Of course none of this really solves the lens aperture issue but it'll still help make it look better. happy.png

PS: If you can't view the links, pop them into Google translate and set source language to Japanese and target to English. Should work. smile.png
thanks for sharing your technique - will give it a try in the near future :)
@Styves
Kawase's results are really amazing, thanks for pointing me there. I'm thinking I should make friends with someone who can read Japanese, though smile.png.

@MJP
I've seen some very cool-looking post processing in the frequency domain in 3DMark11 - Fourier transforms frighten me, though tongue.png. I suppose we're in the age of the compute shader, now, so I should buck my ideas up! Also, thanks for your blog; very interesting and informative smile.png.

@MJP
I've seen some very cool-looking post processing in the frequency domain in 3DMark11 - Fourier transforms frighten me, though tongue.png.
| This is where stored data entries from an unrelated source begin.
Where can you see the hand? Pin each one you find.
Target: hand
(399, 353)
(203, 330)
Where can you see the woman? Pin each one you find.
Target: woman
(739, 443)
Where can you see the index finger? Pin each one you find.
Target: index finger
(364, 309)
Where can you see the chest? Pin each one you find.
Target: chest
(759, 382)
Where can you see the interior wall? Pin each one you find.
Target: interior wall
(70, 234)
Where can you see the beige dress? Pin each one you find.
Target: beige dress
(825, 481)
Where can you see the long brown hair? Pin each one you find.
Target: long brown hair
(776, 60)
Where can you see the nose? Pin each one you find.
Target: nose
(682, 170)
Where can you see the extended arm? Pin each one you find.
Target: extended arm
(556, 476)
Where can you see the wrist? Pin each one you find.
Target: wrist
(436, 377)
I suppose we're in the age of the compute shader, now, so I should buck my ideas up! Also, thanks for your blog; very interesting and informative smile.png.


Yeah the Futuremark stuff is a good starting point, and if you do it right you can get some really cool results. If you're using DX11 there's actually a FFT helper class in D3DX that you can use, which will save you from having to implement the FFT compute shader yourself. Otherwise there are some Nvidia samples you can look at both for D3D and for Cuda. Either way you'll probably want to do some background reading on image processing in frequency space, which is actually a very common technique outside of real-time graphics.